Protein kinase C (PKC) enhances NMDA receptor (NMDAR)-mediated currents and promotes NMDAR delivery to the cell surface via SNARE-dependent exocytosis. Although the mechanisms of PKC potentiation are established, the molecular target of PKC is unclear. Here we show that synaptosomal-associated protein of 25 kDa (SNAP-25), a SNARE protein, is functionally relevant to PKC-dependent NMDAR insertion, and identify serine residue-187 as the molecular target of PKC phosphorylation. Constitutively active PKC delivered via the patch pipette potentiated NMDA (but not AMPA) whole-cell currents in hippocampal neurons. Expression of RNAi targeting SNAP-25 or mutant SNAP-25(S187A) and/or acute disruption of the SNARE complex by treatment with BoNT A, BoNT B or SNAP-25 C-terminal blocking peptide abolished NMDAR potentiation. A SNAP-25 peptide and function-blocking antibody suppressed PKC potentiation of NMDA EPSCs at mossy fiber-CA3 synapses. These findings identify SNAP-25 as the target of PKC phosphorylation critical to PKC-dependent incorporation of synaptic NMDARs and document a postsynaptic action of this major SNARE protein relevant to synaptic plasticity.

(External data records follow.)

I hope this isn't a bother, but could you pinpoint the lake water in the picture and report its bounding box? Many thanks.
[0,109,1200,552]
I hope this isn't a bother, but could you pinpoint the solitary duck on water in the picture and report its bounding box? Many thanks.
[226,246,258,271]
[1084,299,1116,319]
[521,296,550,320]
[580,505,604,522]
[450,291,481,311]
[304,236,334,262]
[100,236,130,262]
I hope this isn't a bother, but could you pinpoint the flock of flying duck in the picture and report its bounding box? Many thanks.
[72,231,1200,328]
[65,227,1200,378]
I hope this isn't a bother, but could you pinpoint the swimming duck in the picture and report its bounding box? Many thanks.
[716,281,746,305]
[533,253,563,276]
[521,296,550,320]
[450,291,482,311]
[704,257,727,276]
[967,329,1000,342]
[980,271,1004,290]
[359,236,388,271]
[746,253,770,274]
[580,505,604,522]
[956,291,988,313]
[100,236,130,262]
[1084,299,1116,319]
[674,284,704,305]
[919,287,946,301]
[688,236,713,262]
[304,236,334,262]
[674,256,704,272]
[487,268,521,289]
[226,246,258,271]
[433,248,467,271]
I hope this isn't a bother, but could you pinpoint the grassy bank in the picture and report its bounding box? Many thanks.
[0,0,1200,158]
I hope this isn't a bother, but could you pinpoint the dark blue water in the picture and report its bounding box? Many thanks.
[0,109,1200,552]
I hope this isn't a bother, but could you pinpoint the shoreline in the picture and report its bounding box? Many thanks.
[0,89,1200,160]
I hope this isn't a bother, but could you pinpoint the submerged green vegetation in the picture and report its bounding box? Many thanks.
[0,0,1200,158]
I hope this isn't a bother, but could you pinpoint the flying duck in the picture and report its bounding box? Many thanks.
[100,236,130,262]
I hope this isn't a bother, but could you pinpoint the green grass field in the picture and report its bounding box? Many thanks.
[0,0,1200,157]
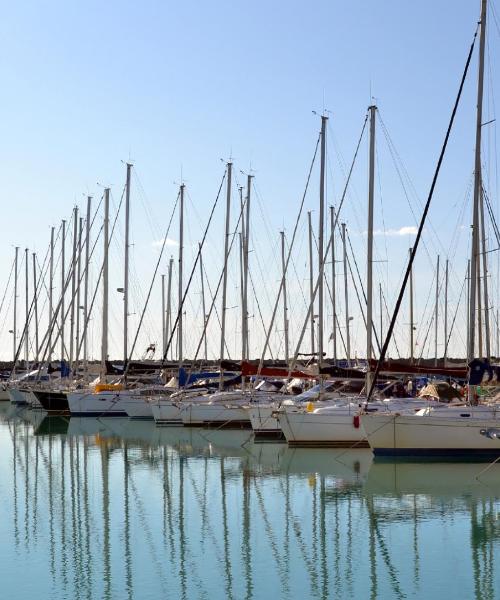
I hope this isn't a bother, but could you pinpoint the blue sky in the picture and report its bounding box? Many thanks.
[0,0,500,354]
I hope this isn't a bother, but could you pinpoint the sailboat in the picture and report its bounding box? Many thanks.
[361,0,500,459]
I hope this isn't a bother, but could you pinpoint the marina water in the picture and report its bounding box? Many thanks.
[0,404,500,600]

蛋白激酶 C(PKC)增强 NMDA 受体(NMDAR)介导的电流,并通过 SNARE 依赖性胞吐作用促进 NMDAR 向细胞表面的转运。虽然 PKC 增强的机制已经确立,但 PKC 的分子靶标尚不清楚。在这里,我们表明突触相关蛋白 25kDa(SNAP-25),一种 SNARE 蛋白,与 PKC 依赖性 NMDAR 插入功能相关,并确定丝氨酸残基-187 是 PKC 磷酸化的分子靶标。通过膜片钳传递的组成型激活的 PKC 增强了海马神经元中的 NMDA(但不是 AMPA)全细胞电流。靶向 SNAP-25 的 RNAi 表达或突变 SNAP-25(S187A)和/或用 BoNT A、BoNT B 或 SNAP-25 C 端阻断肽急性破坏 SNARE 复合物,消除了 NMDAR 的增强作用。SNAP-25 肽和功能阻断抗体抑制了在苔藓纤维-CA3 突触处 PKC 对 NMDA EPSC 的增强作用。这些发现确定了 SNAP-25 是 PKC 磷酸化的靶标,对于 PKC 依赖性突触 NMDAR 掺入至关重要,并证明了这种主要 SNARE 蛋白在突触可塑性方面的突触后作用。